Petersen, a Republican, has been indicted in federal court in Arkansas and also charged in Arizona and Utah with crimes that include human smuggling, sale of a child, fraud, forgery and conspiracy to commit money laundering.
The criminal case spans three years and involves some 75 adoptions, authorities said, with about 30 adoptions pending in three states.
Petersen is accused of illegally paying women from the Marshall Islands to have their babies in the United States and give them up for adoption. The women were crammed into homes owned or rented by Petersen, sometimes with little to no prenatal care, court documents say.
Petersen charged families $25,000 to $40,000 per adoption, prosecutors said.

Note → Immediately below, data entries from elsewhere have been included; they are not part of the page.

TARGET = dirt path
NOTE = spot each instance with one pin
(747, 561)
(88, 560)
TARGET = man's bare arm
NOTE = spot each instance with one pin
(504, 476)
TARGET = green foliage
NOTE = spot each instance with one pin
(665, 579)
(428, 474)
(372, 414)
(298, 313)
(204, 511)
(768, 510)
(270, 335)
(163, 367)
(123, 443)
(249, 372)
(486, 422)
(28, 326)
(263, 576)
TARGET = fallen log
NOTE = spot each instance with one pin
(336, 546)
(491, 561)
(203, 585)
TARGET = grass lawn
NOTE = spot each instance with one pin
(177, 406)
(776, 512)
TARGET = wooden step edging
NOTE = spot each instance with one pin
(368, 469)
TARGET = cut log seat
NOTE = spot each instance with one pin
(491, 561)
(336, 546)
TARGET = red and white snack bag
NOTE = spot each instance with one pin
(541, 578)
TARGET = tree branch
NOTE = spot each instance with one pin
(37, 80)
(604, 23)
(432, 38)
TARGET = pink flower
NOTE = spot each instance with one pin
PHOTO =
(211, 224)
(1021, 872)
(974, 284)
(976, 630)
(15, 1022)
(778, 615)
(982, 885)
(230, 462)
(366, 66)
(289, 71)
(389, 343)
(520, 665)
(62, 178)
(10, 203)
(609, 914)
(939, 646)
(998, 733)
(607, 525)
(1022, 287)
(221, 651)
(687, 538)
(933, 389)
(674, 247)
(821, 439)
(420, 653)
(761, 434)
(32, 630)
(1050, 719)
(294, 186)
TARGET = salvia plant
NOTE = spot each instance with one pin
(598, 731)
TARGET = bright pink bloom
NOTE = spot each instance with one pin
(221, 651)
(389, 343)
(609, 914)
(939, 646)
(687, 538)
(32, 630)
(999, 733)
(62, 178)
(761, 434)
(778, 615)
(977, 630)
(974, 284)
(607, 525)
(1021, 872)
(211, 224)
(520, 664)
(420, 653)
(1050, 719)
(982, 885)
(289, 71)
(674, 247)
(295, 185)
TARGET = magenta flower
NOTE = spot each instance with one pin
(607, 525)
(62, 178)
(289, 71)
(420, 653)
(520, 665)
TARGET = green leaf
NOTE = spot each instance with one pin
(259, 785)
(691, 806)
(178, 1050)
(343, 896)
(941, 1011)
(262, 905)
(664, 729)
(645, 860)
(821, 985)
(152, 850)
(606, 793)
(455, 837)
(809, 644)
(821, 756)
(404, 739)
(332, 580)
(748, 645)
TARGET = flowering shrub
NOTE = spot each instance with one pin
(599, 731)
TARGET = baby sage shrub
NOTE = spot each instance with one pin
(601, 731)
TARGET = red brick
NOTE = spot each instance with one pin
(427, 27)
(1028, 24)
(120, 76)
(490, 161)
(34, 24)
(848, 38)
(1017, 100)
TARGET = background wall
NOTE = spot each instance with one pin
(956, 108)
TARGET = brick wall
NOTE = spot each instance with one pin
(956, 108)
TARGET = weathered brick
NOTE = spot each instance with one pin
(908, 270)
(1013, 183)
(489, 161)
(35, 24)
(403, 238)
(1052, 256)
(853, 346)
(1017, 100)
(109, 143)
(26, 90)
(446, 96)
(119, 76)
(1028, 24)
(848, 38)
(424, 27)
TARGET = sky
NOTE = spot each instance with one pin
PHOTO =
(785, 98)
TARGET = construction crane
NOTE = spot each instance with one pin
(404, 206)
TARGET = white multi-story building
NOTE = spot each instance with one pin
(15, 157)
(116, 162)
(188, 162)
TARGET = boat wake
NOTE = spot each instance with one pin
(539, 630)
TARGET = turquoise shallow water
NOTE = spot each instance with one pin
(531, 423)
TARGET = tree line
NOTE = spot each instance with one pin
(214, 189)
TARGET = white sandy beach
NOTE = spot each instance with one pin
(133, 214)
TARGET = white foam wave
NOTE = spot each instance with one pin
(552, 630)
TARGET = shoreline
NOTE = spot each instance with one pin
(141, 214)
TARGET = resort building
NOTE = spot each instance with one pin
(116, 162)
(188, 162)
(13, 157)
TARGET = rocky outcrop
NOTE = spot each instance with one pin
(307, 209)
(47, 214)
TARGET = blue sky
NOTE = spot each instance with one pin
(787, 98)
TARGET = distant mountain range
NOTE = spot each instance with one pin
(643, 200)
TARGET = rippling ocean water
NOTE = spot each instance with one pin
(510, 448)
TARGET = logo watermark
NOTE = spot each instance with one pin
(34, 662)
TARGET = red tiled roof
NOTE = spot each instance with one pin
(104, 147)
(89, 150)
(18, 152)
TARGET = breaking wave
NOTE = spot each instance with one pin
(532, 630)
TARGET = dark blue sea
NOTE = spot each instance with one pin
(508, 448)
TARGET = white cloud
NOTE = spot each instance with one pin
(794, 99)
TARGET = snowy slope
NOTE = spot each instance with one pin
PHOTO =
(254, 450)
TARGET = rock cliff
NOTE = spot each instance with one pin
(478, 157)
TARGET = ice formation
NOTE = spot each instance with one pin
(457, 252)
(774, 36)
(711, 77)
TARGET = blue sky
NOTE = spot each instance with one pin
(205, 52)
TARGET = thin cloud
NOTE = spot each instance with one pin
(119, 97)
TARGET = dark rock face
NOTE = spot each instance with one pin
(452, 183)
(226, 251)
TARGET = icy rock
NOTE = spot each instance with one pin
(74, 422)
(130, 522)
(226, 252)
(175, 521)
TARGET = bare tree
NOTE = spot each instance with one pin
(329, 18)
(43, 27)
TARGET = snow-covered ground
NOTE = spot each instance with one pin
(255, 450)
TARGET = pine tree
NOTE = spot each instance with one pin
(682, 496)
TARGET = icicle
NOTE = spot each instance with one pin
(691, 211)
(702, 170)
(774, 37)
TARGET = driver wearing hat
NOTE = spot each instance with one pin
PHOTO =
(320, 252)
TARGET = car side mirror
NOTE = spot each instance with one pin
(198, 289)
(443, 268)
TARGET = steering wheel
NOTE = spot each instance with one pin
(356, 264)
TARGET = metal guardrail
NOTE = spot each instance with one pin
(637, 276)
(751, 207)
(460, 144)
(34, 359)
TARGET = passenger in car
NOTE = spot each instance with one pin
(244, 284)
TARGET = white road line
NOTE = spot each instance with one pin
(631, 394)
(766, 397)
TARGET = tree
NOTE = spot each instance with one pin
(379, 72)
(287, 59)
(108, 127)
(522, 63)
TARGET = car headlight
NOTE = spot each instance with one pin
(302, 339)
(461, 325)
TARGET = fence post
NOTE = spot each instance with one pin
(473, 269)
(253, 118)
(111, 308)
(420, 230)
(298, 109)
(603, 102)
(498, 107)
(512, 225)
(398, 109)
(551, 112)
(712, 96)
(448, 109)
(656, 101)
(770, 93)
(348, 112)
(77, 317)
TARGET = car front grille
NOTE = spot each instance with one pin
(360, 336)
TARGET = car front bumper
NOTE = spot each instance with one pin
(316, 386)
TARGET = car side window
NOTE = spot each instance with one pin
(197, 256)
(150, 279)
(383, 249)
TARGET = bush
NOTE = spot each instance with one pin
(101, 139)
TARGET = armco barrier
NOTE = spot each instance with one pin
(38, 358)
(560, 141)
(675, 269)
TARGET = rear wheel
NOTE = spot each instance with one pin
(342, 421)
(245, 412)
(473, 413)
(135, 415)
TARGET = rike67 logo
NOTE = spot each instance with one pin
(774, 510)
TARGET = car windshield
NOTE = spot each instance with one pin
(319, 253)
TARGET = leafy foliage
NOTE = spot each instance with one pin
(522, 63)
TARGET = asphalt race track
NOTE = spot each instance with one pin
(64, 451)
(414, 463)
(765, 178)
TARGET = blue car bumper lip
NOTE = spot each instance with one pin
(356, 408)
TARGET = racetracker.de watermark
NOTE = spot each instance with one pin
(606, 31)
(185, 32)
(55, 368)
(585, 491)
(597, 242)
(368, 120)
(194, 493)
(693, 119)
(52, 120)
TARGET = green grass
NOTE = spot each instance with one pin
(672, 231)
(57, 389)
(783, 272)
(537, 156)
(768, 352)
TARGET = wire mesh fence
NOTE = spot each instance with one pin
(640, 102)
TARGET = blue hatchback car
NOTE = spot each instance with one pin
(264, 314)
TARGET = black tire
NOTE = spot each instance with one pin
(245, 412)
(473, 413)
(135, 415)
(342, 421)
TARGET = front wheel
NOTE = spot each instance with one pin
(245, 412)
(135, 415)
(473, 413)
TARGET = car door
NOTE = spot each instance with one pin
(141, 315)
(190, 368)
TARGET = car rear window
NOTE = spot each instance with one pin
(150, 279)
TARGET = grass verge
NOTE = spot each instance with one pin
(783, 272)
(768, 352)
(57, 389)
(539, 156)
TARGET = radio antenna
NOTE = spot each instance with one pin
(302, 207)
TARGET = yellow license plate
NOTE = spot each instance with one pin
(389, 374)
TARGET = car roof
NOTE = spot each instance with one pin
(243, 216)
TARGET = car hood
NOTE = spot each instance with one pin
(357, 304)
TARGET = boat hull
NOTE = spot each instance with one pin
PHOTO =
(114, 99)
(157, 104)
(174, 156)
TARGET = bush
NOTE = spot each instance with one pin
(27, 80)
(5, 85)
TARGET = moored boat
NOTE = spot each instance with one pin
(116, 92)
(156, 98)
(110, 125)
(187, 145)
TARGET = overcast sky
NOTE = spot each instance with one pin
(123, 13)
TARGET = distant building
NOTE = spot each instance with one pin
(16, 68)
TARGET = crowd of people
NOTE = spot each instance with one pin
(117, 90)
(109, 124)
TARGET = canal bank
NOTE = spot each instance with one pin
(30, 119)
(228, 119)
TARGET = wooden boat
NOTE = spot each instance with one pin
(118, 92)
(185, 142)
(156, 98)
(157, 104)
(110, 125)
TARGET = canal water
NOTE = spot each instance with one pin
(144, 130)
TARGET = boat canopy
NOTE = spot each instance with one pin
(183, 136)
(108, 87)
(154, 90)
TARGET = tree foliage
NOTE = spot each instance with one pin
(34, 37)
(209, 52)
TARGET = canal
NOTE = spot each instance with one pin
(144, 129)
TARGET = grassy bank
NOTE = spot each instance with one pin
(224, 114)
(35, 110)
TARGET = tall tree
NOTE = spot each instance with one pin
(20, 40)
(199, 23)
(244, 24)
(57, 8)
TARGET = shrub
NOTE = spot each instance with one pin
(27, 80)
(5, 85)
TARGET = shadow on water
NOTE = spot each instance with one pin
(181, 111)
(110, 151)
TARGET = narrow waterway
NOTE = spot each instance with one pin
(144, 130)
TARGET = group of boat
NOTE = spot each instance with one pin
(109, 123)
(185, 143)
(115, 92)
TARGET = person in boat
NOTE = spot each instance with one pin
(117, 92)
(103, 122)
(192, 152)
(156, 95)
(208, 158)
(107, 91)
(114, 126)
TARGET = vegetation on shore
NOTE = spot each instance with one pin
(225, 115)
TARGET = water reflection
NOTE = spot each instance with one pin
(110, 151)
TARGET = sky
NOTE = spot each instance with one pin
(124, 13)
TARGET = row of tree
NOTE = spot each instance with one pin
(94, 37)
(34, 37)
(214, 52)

Petersen completed a mission in the Marshall Islands, a collection of atolls and islands in the eastern Pacific, for The Church of Jesus Christ of Latter-day Saints. He later worked in the islands and the U.S. on behalf of an international adoption agency before going to law school and becoming an adoption attorney.
The Board of Supervisors said Monday that Arizona law allows it to suspend Petersen for “neglect of duty,” citing his absence from the office during his incarceration and limited access to phone and email.
An audit of Petersen’s office also found files from his adoption business on his county computer, which can’t be used for personal business, the supervisors said.
The audit also showed several calls made from Petersen’s desk phone or county-provided cellphone to Arkansas, Jamaica and the Philippines over the past six years and about 30 emails related to adoptions since Petersen became assessor in 2013.
Board Chairman Bill Gates said the supervisors will look to appoint someone to fill Petersen’s position during the suspension.
Petersen is allowed to request a hearing to defend himself. Petersen’s attorney said the law allowing elected officials to be suspended may be unconstitutional.